Some informal notes on forcing in NF and NFU
1. The forcing construction in NFU
Let <= be an s.c. partial order with domain P (and let >= be its
converse). Since we need infinite s.c. partial orders, we need to
assume AxCount; this seems harmless, since AxCount is obviously true
:-)
For p,q in P, I write p <= q when q gives more information than p. This
may be the reverse of the standard convention.
I understand forcing constructions by thinking about Kripke models of
intuitionistic logic. There is a difference in the treatment of names
of objects: all names that we will ever use are present at the top
level, and the question as to whether two names are equal may be settled
differently in different "possible worlds" (once settled, it remains
settled, of course). Also, of course, we need our logic to be classical,
so we take care that our connective definitions and the semantics of
our atomic sentences work correctly. All of this is true of standard
forcing techniques; there is no novelty about any of this!
It is possible to do forcing in NFU by simulating the standard forcing
constructions in the interpretation of (a fragment of) Zermelo set theory
in the isomorphism classes of well-founded extensional relations. The same
simulation can be carried out in NF, but creates a lot of urelements.
The development here takes a different tack, though for NFU the results
one can prove are not different. The advantage for NFU is philosophical;
the construction is simple and natural in the NFU context. I defined this
construction while I was on sabbatical in Cambridge; it is modelled on
Marcel's weak extensional collapse of (NF - extensionality) to NFU.
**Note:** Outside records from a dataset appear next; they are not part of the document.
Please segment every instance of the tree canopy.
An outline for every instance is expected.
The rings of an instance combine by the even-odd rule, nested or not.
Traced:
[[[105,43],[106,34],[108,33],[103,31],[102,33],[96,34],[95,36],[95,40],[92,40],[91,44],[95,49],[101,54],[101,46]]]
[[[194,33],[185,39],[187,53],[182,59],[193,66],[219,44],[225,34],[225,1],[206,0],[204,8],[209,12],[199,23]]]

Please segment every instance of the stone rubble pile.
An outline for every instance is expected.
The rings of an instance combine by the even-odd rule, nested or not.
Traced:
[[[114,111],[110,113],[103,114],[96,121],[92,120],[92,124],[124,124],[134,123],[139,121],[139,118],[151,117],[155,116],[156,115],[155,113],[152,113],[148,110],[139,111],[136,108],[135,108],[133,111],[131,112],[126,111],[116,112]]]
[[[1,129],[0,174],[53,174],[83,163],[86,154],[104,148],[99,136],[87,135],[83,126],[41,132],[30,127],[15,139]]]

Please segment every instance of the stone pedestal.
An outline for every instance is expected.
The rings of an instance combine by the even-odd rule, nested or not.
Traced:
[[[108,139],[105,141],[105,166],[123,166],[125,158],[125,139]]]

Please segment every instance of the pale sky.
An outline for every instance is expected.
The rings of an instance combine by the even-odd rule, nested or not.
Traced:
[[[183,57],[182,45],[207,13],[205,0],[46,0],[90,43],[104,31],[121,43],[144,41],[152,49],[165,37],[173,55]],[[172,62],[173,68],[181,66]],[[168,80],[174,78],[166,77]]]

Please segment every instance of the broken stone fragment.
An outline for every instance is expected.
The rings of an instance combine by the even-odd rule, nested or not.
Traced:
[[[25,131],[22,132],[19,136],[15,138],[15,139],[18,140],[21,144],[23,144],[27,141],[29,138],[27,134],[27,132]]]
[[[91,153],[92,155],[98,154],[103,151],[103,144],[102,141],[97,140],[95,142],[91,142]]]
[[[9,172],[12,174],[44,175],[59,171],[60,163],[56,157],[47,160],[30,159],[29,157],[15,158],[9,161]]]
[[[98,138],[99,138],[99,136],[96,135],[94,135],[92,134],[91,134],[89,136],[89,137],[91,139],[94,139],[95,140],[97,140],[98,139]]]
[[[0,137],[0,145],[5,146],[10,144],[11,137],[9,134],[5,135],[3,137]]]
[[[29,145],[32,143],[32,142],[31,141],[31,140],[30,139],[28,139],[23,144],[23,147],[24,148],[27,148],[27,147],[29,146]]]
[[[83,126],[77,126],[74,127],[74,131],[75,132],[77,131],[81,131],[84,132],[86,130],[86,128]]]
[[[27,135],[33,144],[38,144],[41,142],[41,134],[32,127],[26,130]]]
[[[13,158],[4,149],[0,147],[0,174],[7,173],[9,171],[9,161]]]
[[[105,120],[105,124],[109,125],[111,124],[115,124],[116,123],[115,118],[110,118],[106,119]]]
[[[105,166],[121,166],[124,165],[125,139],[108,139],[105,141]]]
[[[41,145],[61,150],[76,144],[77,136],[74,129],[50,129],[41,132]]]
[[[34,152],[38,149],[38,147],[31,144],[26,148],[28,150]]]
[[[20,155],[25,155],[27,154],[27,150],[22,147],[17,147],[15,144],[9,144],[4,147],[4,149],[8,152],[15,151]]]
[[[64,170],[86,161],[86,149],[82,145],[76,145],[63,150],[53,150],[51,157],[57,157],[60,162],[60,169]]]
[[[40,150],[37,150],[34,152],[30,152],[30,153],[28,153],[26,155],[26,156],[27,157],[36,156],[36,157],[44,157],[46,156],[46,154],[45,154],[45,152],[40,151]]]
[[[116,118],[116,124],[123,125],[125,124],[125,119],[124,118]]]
We define a special class of subsets of P, which we can think of as
"classical truth values". RO(P) = the set of all subsets A of P
such that
i. for any p in A and q >= p, q is in A.
ii. If p in P has the property that for every q >= p, there is
r >= q such that r is in A, then p is in A (this ensures that
we have a "classical" truth value).
We interpret all sets in our original model of NFU as functions from V
to RO(P), by defining A[x] as the unique a in RO(P) such that (x,a) is
in A, or as the empty set (which is an element of RO(P)) if there is
no such unique a. Note that the relative type of A is one higher than
the relative type of x in A[x]. (It is important to note here that I
use a type-level pair (definable in NF, provably existing in
NFU + Infinity + Choice), so the type of a function is one higher
than its arguments and values, instead of three higher).
We can now interpret every element of our universe as a "name"; if p
is an element of A[x], we would like to say that p forces "x is in A".
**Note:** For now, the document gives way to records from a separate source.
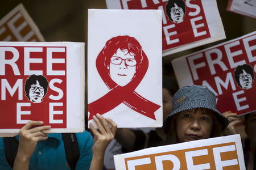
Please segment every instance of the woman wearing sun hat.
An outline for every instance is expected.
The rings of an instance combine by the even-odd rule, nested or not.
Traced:
[[[190,85],[174,95],[172,112],[164,121],[166,144],[221,135],[229,121],[216,109],[216,97],[205,87]]]

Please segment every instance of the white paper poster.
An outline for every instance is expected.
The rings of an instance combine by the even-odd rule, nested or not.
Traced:
[[[216,0],[106,0],[108,8],[160,10],[163,56],[226,38]]]
[[[114,156],[115,169],[245,170],[240,135],[151,147]]]
[[[229,0],[227,10],[233,12],[256,18],[256,1]]]
[[[119,128],[162,125],[162,12],[89,10],[88,120]]]
[[[0,42],[0,135],[30,120],[84,130],[84,43]]]

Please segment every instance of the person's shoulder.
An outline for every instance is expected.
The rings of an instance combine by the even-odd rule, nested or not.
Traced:
[[[76,133],[77,141],[93,141],[93,138],[90,133],[85,130],[82,133]]]

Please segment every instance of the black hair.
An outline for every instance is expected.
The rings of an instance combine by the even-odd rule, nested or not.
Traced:
[[[243,70],[244,70],[246,73],[250,74],[253,78],[253,80],[254,79],[254,74],[253,73],[253,69],[251,66],[247,64],[244,64],[243,65],[240,65],[237,67],[236,70],[234,71],[234,76],[235,78],[236,81],[237,83],[237,85],[242,87],[240,84],[240,82],[239,80],[239,75],[243,73]]]
[[[186,7],[185,3],[183,0],[169,0],[166,3],[166,14],[169,18],[170,20],[174,22],[172,18],[171,17],[171,8],[175,7],[174,3],[176,3],[179,7],[181,7],[184,11],[184,15],[186,12]]]
[[[46,78],[45,78],[42,75],[36,75],[35,74],[32,74],[27,78],[27,79],[26,80],[25,84],[26,96],[29,100],[30,100],[30,97],[29,96],[30,86],[32,84],[36,84],[36,80],[38,81],[38,83],[39,83],[40,86],[43,87],[43,88],[44,90],[44,96],[43,96],[43,97],[44,97],[47,92],[48,83]]]

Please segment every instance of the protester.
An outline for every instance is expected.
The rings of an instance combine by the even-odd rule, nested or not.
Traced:
[[[171,112],[172,95],[178,89],[177,83],[174,78],[163,76],[163,118]],[[156,128],[145,133],[141,130],[118,129],[115,139],[121,144],[124,152],[159,146],[166,140],[166,135],[162,128]]]
[[[179,90],[172,99],[172,112],[164,122],[166,144],[221,136],[229,121],[216,109],[216,100],[205,87],[191,85]]]
[[[247,135],[244,148],[246,169],[256,169],[256,112],[245,116],[245,130]]]
[[[105,150],[114,138],[117,125],[111,119],[104,118],[100,114],[94,116],[93,120],[98,127],[97,130],[90,124],[94,135],[85,131],[76,133],[80,157],[75,169],[102,170]],[[110,128],[109,123],[112,128]],[[13,169],[71,169],[66,159],[63,139],[61,134],[49,134],[46,130],[51,126],[43,125],[42,121],[31,121],[25,125],[15,137],[19,145]],[[0,138],[1,169],[12,169],[5,154],[3,139]]]

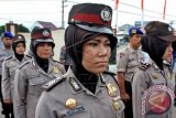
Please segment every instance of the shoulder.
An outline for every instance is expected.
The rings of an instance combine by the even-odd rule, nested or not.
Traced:
[[[11,56],[9,56],[9,57],[6,57],[4,58],[4,61],[9,61],[9,60],[11,60],[11,58],[13,58],[13,56],[11,55]]]
[[[32,56],[30,56],[30,55],[28,55],[28,54],[25,54],[25,56],[26,56],[28,58],[32,58]]]
[[[116,73],[109,72],[109,71],[105,71],[103,74],[107,74],[107,75],[110,75],[110,76],[116,76]]]
[[[121,58],[121,57],[123,57],[124,55],[128,55],[128,52],[130,51],[130,49],[129,47],[124,47],[124,49],[122,49],[122,50],[120,50],[119,52],[118,52],[118,56]]]
[[[150,66],[150,63],[140,62],[139,68],[142,71],[146,71]]]
[[[59,83],[62,83],[65,79],[65,77],[61,76],[57,77],[48,83],[46,83],[42,88],[46,92],[51,90],[52,88],[54,88],[56,85],[58,85]]]
[[[23,67],[25,67],[28,64],[30,64],[30,61],[24,62],[23,64],[21,64],[19,66],[19,69],[22,69]]]

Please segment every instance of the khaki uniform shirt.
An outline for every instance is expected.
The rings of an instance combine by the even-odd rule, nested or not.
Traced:
[[[14,81],[14,74],[18,67],[26,62],[28,60],[31,60],[30,56],[24,56],[22,62],[20,62],[14,55],[6,58],[2,63],[2,96],[3,99],[11,99],[13,100],[13,81]]]
[[[134,51],[130,46],[127,46],[117,55],[117,72],[123,72],[124,79],[131,82],[140,61],[143,60],[141,50]]]
[[[35,107],[42,94],[42,86],[65,73],[64,66],[50,60],[45,73],[32,58],[24,63],[14,77],[14,117],[35,118]]]
[[[152,60],[141,64],[132,83],[133,118],[173,118],[175,74],[167,67],[161,71]]]
[[[4,47],[0,47],[0,75],[2,75],[2,63],[3,63],[3,61],[11,55],[13,55],[12,50],[6,50]]]
[[[99,76],[95,94],[79,83],[72,69],[64,76],[42,94],[35,118],[121,118],[124,105],[111,75]]]

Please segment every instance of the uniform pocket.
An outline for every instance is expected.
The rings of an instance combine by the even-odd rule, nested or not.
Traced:
[[[32,75],[30,76],[30,85],[41,85],[44,84],[44,78],[40,77],[40,75]]]

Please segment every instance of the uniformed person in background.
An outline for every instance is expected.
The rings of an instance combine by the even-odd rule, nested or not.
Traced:
[[[120,118],[124,105],[114,74],[106,72],[117,37],[112,10],[96,3],[75,4],[65,32],[73,67],[45,85],[35,118]]]
[[[166,63],[173,57],[172,42],[176,41],[169,24],[152,21],[145,26],[142,49],[150,55],[141,63],[132,83],[134,118],[173,118],[173,74]]]
[[[14,55],[6,58],[2,63],[2,97],[3,97],[3,103],[9,106],[9,110],[11,114],[11,117],[8,116],[9,118],[14,118],[13,116],[13,81],[14,81],[14,74],[18,68],[22,63],[25,61],[30,60],[30,56],[24,55],[25,52],[25,37],[22,34],[16,34],[14,35],[12,40],[12,50],[14,52]]]
[[[120,95],[124,101],[124,118],[133,118],[132,110],[132,87],[131,82],[138,69],[140,60],[143,60],[141,36],[143,32],[138,28],[129,30],[129,45],[118,52],[117,55],[117,78],[120,87]]]
[[[65,73],[64,66],[51,58],[55,46],[51,30],[34,30],[31,37],[33,58],[21,65],[14,77],[15,118],[34,118],[42,86]]]
[[[9,114],[10,114],[10,109],[9,109],[9,105],[3,103],[2,99],[2,88],[1,88],[1,79],[2,79],[2,63],[4,61],[4,58],[13,55],[13,51],[11,49],[12,46],[12,39],[13,35],[10,32],[3,32],[2,33],[2,47],[0,47],[0,99],[1,99],[1,104],[2,104],[2,115],[4,115],[6,118],[9,118]]]

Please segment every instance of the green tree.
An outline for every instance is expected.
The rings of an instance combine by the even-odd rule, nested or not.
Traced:
[[[0,25],[0,35],[2,32],[4,32],[4,25]]]
[[[4,32],[4,25],[0,25],[0,34]],[[23,24],[18,25],[18,32],[30,32],[30,30]]]
[[[23,24],[19,24],[18,32],[30,32],[30,30],[28,28],[25,28]]]

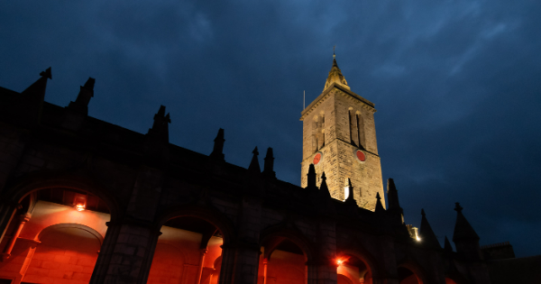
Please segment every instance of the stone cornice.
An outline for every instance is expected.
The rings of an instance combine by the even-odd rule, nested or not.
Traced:
[[[301,113],[300,113],[300,121],[303,121],[305,119],[305,117],[307,115],[308,115],[317,105],[319,105],[321,103],[323,103],[326,98],[327,98],[327,95],[331,94],[331,91],[334,90],[335,88],[339,90],[339,94],[342,94],[343,96],[352,99],[352,100],[357,100],[357,101],[361,101],[362,102],[362,106],[365,107],[368,110],[372,111],[373,113],[376,112],[376,109],[374,108],[374,104],[369,100],[367,100],[366,98],[352,92],[351,90],[346,89],[345,87],[333,83],[331,86],[329,86],[329,87],[327,87],[325,91],[323,91],[323,93],[321,93],[321,95],[319,95],[310,105],[308,105],[308,106],[307,108],[305,108]]]

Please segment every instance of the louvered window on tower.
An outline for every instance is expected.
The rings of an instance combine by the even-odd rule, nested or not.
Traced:
[[[358,141],[359,147],[362,149],[366,149],[366,142],[364,137],[364,118],[362,118],[362,115],[357,111],[356,114],[357,118],[357,133],[358,133]]]

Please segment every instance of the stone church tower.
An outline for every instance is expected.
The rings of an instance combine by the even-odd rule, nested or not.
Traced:
[[[361,207],[374,210],[376,195],[383,197],[381,164],[376,143],[374,104],[351,91],[333,55],[323,93],[301,113],[303,141],[301,187],[314,164],[317,186],[325,172],[331,196],[347,198],[348,179]],[[385,199],[381,199],[385,207]]]

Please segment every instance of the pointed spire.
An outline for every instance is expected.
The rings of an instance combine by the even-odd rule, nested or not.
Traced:
[[[392,179],[387,179],[387,198],[389,199],[389,209],[400,208],[399,202],[399,191]]]
[[[88,103],[90,103],[90,98],[94,96],[94,84],[96,83],[96,79],[93,78],[88,78],[85,86],[80,87],[80,90],[75,102],[69,102],[68,107],[73,111],[78,113],[82,113],[84,115],[88,114]]]
[[[347,188],[347,198],[345,198],[346,203],[353,203],[355,206],[357,205],[357,201],[353,197],[353,186],[352,185],[352,180],[350,178],[345,179],[345,188]]]
[[[454,211],[456,211],[456,223],[454,224],[454,232],[453,234],[453,242],[471,239],[479,241],[479,235],[473,230],[466,217],[462,214],[463,207],[458,202],[455,203]]]
[[[41,71],[40,73],[40,78],[33,84],[30,85],[25,90],[23,90],[22,95],[31,95],[32,96],[36,96],[38,99],[43,99],[45,96],[45,88],[47,87],[47,79],[52,79],[52,75],[50,73],[50,67],[48,68],[45,71]]]
[[[479,246],[479,235],[462,214],[463,207],[458,202],[454,210],[457,214],[453,242],[456,246],[456,252],[466,260],[482,260],[482,252]]]
[[[152,128],[148,134],[169,143],[169,124],[171,123],[170,114],[165,115],[165,106],[160,105],[158,113],[154,115]]]
[[[345,80],[345,78],[344,78],[344,75],[342,75],[342,71],[338,68],[338,63],[336,63],[336,55],[335,54],[334,51],[333,51],[333,67],[331,68],[331,71],[329,71],[329,76],[327,77],[327,79],[325,83],[325,87],[323,88],[323,90],[325,91],[326,89],[327,89],[327,87],[329,87],[333,83],[335,83],[336,85],[340,85],[348,90],[350,89],[349,86],[347,85],[347,81]]]
[[[426,215],[425,214],[425,209],[421,209],[421,229],[419,231],[419,234],[421,235],[421,242],[423,242],[423,245],[432,249],[441,249],[439,242],[437,241],[437,237],[430,224],[428,224],[428,220],[426,220]]]
[[[447,239],[446,235],[445,243],[444,244],[444,250],[445,250],[446,252],[453,252],[453,246],[451,246],[451,242],[449,242],[449,239]]]
[[[250,167],[248,167],[249,170],[255,172],[261,172],[261,169],[259,166],[259,160],[257,160],[257,156],[259,155],[259,151],[257,151],[257,146],[252,151],[253,156],[252,157],[252,161],[250,162]]]
[[[210,157],[215,160],[225,160],[225,155],[224,155],[224,142],[225,142],[225,139],[224,139],[224,130],[222,128],[218,130],[218,134],[216,135],[216,138],[215,138],[214,142],[214,149],[210,153]]]
[[[317,179],[317,175],[316,175],[316,167],[314,166],[314,164],[310,164],[310,166],[308,166],[308,173],[307,174],[307,188],[317,188],[316,180],[316,179]]]
[[[380,197],[380,193],[376,193],[376,208],[374,209],[374,212],[376,213],[381,213],[381,212],[385,212],[385,208],[383,208],[383,205],[381,205],[381,197]]]
[[[274,157],[272,156],[272,148],[270,147],[267,149],[263,174],[271,178],[276,178],[276,173],[274,172]]]
[[[329,191],[329,188],[326,185],[326,177],[325,176],[325,171],[321,174],[321,185],[319,186],[319,190],[325,195],[331,197],[331,192]]]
But we can't, for reasons we will see shortly.
We begin by defining equality of names. This is defined exactly in
line with the intuition above: p in P forces "A = B" (we write this
p |- A = B) just in case for all x, p is in A[x] if and only if p is in B[x].
Notice that the types of A and B are the same in this definition, and
the type of p is two types lower (but is "adjustable" because P is s.c.).
Now we see the problem. The identity criteria for "elements" x of A
under the condition p (objects x such that p is in A[x]) are the
identity criteria of the original model of NFU, not the new identity
criteria of the forcing interpretation. The obvious way to change
this (which is used in standard set theory) would involve induction on
membership, which is impossible here. What we do instead, following
Marcel's idea of "weak extensional collapse", is treat "names" which
do not respect the identity criteria of the forcing interpretation as
urelements.
We say that p |- set(A) (p forces "A is a set") if and only if for
every q >= p, x such that q is in A[x] and y such that q |- x = y,
it is also the case that q is in A[y].
This says that if x is intuitively an "element" of A under condition q
at least as strong as p, and q forces x=y, then y is also intuitively an
"element" of A under condition q.
This definition is only stratified because P is s.c. In q \in A[x], q
is one type lower than x, while in q |- x=y, q is two types lower than
x. But the fact that P is s.c. allows the type of q to be adjusted
freely.
Now we can define our official membership relation:
(p |- x is an element of A) iff p is an element of A[x] and p |- set(A).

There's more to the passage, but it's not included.